Saudis Risk Draining Financial Assets in Five Years, IMF Says – Bloomberg Businessweek Middle East

Saudi authorities are already planning spending cuts as the world’s biggest oil exporter seeks to shore up its public finances

Saudi Arabia may run out of financial assets needed to support spending within five years amid the drop in oil prices if the government maintains current policies, the International Monetary Fund said, underscoring the need of measures to cut the nation’s budget deficit.

The same is true of Bahrain and Oman in the six-member Gulf Cooperation Council, the IMF said in a report on Wednesday. Kuwait, Qatar and the United Arab Emirates have relatively more financial assets that could support them for more than 20 years, the Washington-based lender said.

Saudi authorities are already planning spending cuts as the world’s biggest oil exporter seeks to shore up its public finances.

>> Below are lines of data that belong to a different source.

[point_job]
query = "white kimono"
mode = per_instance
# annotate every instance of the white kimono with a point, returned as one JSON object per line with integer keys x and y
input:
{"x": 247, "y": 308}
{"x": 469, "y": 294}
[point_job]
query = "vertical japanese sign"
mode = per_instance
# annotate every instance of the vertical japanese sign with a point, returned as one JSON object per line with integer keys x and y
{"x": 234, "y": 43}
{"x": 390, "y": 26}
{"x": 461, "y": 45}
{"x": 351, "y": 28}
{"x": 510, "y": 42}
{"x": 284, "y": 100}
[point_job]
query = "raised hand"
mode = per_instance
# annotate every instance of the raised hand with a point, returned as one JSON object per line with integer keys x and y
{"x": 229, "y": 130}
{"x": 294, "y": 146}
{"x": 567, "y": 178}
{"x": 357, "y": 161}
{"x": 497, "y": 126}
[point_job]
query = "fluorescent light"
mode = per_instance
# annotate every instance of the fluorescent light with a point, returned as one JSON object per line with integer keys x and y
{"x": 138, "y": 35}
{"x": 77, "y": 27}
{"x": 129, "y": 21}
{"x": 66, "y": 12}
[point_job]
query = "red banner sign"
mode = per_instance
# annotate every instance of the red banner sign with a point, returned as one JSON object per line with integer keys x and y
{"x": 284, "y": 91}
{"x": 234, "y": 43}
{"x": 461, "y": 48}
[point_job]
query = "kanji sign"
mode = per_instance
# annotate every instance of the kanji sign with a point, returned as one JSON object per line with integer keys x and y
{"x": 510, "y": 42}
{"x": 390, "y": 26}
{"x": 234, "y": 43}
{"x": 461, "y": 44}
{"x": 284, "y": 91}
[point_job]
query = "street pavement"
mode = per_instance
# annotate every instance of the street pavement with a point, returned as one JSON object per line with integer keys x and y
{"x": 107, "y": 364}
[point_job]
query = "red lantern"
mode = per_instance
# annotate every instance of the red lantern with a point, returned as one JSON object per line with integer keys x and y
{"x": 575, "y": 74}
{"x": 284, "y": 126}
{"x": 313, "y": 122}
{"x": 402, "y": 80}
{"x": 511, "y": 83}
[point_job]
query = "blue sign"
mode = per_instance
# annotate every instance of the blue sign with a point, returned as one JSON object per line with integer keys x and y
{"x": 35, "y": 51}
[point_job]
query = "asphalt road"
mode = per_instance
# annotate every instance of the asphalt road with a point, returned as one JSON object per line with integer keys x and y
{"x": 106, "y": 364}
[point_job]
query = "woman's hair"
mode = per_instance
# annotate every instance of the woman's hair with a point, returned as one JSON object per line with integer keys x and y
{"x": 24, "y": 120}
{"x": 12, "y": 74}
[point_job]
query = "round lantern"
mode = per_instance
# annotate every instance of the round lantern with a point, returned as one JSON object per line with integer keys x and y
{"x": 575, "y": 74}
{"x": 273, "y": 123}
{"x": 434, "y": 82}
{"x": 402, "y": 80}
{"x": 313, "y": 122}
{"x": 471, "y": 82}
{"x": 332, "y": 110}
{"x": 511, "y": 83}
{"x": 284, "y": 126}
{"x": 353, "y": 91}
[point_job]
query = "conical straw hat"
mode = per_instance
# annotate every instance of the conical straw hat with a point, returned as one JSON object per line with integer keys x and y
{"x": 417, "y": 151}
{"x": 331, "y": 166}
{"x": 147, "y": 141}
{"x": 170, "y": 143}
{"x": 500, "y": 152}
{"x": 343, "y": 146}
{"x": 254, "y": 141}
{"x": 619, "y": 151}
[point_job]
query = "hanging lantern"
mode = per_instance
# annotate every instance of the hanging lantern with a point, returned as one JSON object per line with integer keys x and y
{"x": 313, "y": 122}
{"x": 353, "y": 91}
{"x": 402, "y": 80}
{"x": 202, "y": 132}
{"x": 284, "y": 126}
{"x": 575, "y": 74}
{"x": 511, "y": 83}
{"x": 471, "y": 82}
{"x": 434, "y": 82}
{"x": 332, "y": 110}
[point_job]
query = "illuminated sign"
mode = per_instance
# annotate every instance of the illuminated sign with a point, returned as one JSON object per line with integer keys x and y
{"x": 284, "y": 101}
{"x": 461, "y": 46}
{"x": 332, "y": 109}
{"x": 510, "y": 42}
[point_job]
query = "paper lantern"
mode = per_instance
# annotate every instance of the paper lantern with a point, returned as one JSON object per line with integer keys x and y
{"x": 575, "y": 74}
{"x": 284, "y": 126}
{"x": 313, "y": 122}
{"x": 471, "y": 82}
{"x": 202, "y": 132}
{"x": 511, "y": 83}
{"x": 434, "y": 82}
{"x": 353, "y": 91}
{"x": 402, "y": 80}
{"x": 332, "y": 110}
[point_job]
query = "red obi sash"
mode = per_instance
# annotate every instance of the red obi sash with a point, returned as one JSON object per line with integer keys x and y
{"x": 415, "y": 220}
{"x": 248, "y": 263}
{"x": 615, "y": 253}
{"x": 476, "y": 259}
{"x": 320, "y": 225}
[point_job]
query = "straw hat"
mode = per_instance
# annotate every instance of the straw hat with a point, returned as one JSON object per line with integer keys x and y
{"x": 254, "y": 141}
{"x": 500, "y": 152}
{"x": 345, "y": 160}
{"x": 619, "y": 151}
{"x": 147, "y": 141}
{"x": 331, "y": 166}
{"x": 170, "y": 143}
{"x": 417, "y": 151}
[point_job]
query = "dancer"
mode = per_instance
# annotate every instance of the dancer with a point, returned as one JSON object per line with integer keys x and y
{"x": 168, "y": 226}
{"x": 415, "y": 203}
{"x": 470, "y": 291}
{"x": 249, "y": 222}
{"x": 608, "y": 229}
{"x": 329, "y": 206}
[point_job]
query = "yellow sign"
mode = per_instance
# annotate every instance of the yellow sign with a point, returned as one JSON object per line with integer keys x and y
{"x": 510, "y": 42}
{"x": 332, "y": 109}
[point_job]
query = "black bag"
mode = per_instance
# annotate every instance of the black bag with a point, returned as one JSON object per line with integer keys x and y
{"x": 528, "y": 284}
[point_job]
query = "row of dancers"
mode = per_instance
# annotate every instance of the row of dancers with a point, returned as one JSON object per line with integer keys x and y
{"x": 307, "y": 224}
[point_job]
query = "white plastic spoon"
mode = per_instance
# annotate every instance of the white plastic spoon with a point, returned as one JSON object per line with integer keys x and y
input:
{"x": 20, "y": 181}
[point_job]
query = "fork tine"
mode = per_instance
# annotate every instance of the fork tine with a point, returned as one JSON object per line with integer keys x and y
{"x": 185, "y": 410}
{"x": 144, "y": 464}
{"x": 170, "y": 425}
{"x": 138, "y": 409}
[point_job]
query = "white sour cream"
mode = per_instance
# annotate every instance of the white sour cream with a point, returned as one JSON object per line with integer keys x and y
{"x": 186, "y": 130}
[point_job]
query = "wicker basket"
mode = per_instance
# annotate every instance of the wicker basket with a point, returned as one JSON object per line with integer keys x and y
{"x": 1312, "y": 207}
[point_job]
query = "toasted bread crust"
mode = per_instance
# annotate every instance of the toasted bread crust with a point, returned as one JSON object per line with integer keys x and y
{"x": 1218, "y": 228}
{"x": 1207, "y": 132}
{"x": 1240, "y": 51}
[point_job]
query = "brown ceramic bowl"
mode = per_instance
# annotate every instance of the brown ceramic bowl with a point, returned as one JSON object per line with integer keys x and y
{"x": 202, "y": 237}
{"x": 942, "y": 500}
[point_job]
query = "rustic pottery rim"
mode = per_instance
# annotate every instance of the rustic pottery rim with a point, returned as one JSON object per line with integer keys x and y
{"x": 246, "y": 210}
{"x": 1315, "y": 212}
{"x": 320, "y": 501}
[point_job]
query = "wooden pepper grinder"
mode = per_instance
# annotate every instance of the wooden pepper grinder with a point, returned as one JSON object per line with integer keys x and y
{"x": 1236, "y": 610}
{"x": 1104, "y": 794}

Officials have repeatedly said that the kingdom’s economy, the Arab world’s biggest, is strong enough to weather the plunge in crude prices.

But the IMF said measures being considered by oil exporters “are likely to be inadequate to achieve the needed medium-term fiscal consolidation,” the IMF said. “Under current policies, countries would run out of buffers in less than five years because of large fiscal deficits.”

The decline in the price of crude, which accounts for about 80 per cent of Saudi’s revenue, is prompting the government to delay projects and sell bonds for the first time since 2007. Even so, net foreign assets fell to the lowest level in more than two years in August, with the kingdom avoiding economic policies that could trigger social or political unrest.

The IMF expects Saudi’s budget deficit to rise to more than 20 per cent of gross domestic product this year and 19.4 per cent in 2016.

“Countries with fiscal buffers are right to use them to smooth their policy adjustment to support growth, but still need to pursue fiscal consolidation over the medium term because oil prices are expected to remain low,” the IMF said. “There is no room for complacency even if fiscal buffers appear strong.”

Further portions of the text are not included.